Pancreata from NOD/Ltj female mice with recent-onset diabetes defined as blood glucose >250 mg/dl for three consecutive days were harvested immediately (new onset, n = 5) or after 60 days of daily treatment with vehicle (Veh, n = 10), 1.0 μg/g IgG (n = 6), or 1.0 μg/g OPG (n = 10), or from control ND NOD/Ltj female mice of similar age (Ctrl, n = 7), and (A) stained for insulin as shown in the representative images; (B) assessed for β cell mass, ***P < 0.001 versus Ctrl; ^###P < 0.001 versus Veh and IgG, by ANOVA with Tukey’s post hoc analysis; (C) stained for insulin (green), pHH3 (red), and DAPI (blue); (D) quantified for percent pHH3-positive β cells (n = 5 to 11), ^P < 0.05 versus new onset by ANOVA with Tukey’s post hoc analysis; (E) stained for insulin (red), TUNEL (green), and DAPI (blue); and (F) quantified for percent TUNEL-positive β cells (n = 5 to 9). The bar indicates the magnification scale for the images. Individual symbols in the graphs represent individual mice. All data represent means ± SEM.

Fig. 9.. Serum from patients with T1D induces β cell cytotoxicity and dysfunction in human islets, but not α cell cytotoxicity; OPG and DMB protect against this cytotoxicity and improve function.

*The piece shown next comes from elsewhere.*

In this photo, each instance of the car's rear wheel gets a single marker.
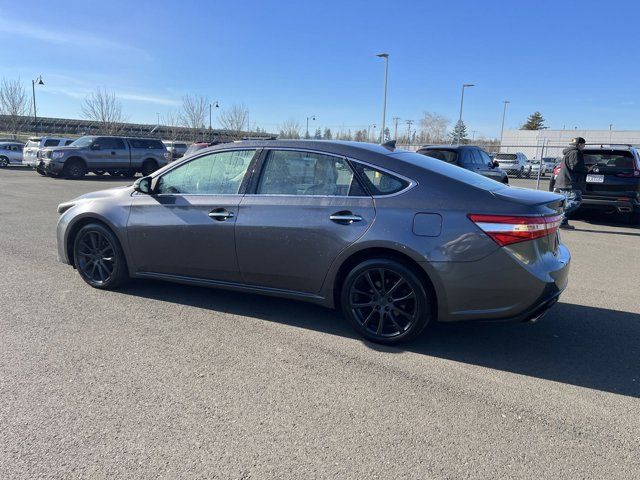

Human islet cells (n = 7 preps) cultured for 24 hours in islet media (ctrl), treated with cytokines (CTK), or in media in which the FCS was substituted with serum (10% v/v) from T1D or control ND donors (n = 9 each), were (A) stained for TUNEL (green), DAPI (blue), and insulin (red) (top) or glucagon (far red) (bottom), as shown in the representative confocal images (bar indicates the scale for the images); and (B) quantified for percent TUNEL-positive β cells (n = 9) or α cells (n = 4). Percent TUNEL-positive β cells in human islet cells (n = 3 to 5 preps) cultured for 24 hours in ctrl media or in medium containing serum from either T1D or ND (n = 6 to 9 each) subjects and treated with (C) either Veh or OPG (100 ng/ml) or (D) either Veh, IgG (100 ng/ml), or DMB (100 ng/ml); **P < 0.01, ***P < 0.001 versus Ctrl or ND of the same treatment group; ^#P < 0.05, ^###P < 0.001 versus Veh-T1D and IgG-T1D. (E) Secreted insulin (nanograms per milliliter)/total insulin content from human islets (n = 2 preps) at 2.2 and 22.2 mM glucose for 45 min, after culturing for 24 hours in regular media (ctrl) or in media containing ND or T1D serum (n = 4 each) in the presence of Veh, 100 ng/ml of IgG, OPG, or DMB, represented as fold over ctrl at 2.2 mM (insulin secretion/total insulin content at 2.2 mM in ctrl islets is 0.096 ± 0.03 ng/liter); *P < 0.05, **P < 0.01, ***P < 0.001 versus 2.2 mM of the same treatment group; ^^P < 0.01 versus 22.2 mM of Veh and IgG of ND serum. Five to ten fields and 1093 ± 199 β cells per sample in duplicate (A to D) were analyzed. Individual symbols in the graphs represent individual human serum samples, averaging duplicate samples for all experiments (A to E). All data represent means ± SEM. All statistical analysis was by ANOVA with Tukey’s post hoc analysis.